Les événements actuels démontrent en effet que les défilés de rues continuent de faire trembler les dictateurs et constituent toujours une arme décisive pour mettre à bas un régime autoritaire. Cette forme de mobilisation s’inscrit dans la lignée d’une « tradition révolutionnaire » remontant, au moins, à la Révolution Française. Aux XIXe et XXe siècles, d’authentiques insurrections populaires, sans dirigeant ou parti politique identifié, fruits d’une exaspération sociale portée par la faim, le manque de liberté, l’oppression, ont débouché sur des renversements de régimes (avènement de la IIe République en France en 1848, chute du Mur de Berlin en 1989 puis du bloc soviétique…) ou ont échoué, comme ce fut le cas en Hongrie en 1956.
Aujourd’hui, à travers les mobilisations des populations des pays arabes, c’est également l’imagerie des moments de liesse populaire ayant accompagné les indépendances qui est réactivée, notamment autour du symbole du drapeau.
Or, de nombreux commentateurs des événements et les manifestants eux-mêmes mettent en exergue aujourd’hui le rôle mobilisateur des réseaux sociaux et d’Internet.
Pour beaucoup, Internet a contribué à donner aux mouvements la soudaineté et l’ampleur qui ont surpris le monde entier. Ces insurrections auraient-elles été possibles sans les moyens offerts aujourd’hui par les nouvelles technologies ? Internet est-il en train de révolutionner l’action politique ? À la lecture des événements récents et en cours dans les pays arabes, il est légitime de se poser la question.
Ce qui est certain, c’est qu’Internet et les réseaux sociaux qu’il abrite – Facebook, Twitter – sont de formidables vecteur de communication, et donc de mobilisation.
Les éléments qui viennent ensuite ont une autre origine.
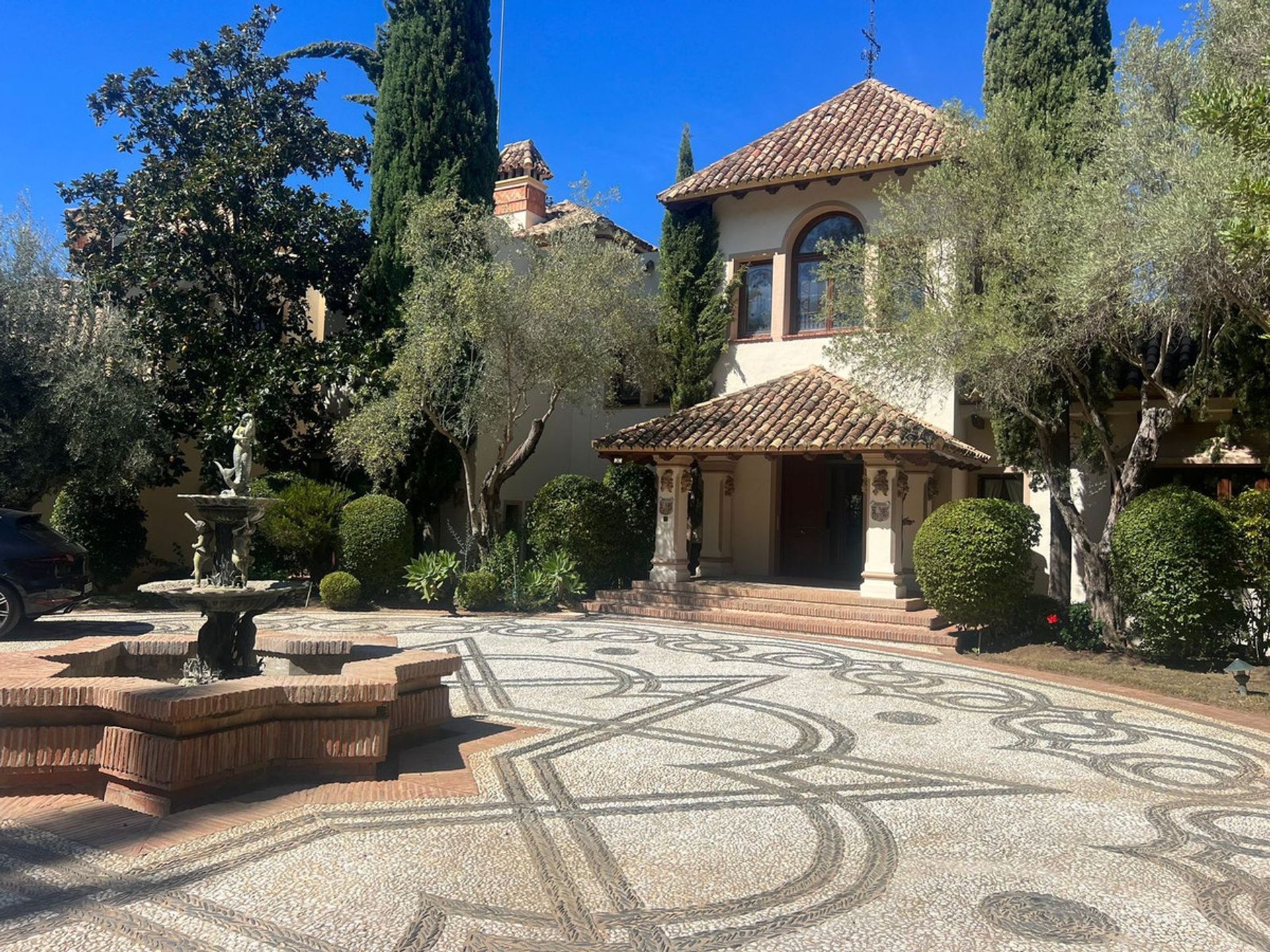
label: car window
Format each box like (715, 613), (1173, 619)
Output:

Par leur instantanéité et par la diversité de points de vue offerts en image, ces moyens de communication ont permis à la révolte de prendre corps et d’essaimer : c’est notamment la diffusion de vidéos de passages à tabac de manifestants par les forces de police qui a touché et contribué à la mobilisation des Tunisiens.
Internet permet d’abord un accès quasi instantané à des informations que le pouvoir en place aurait voulu cacher, ce qu’il peut faire avec les médias traditionnels, qu’il contrôle dans des pays où la liberté de la presse est réduite à sa portion congrue. Internet facilite aussi l’organisation des manifestations, permet de communiquer rapidement à l’ensemble de sa « communauté » les lieux et heures de ralliement. Le bouche-à-oreille fait ensuite le reste.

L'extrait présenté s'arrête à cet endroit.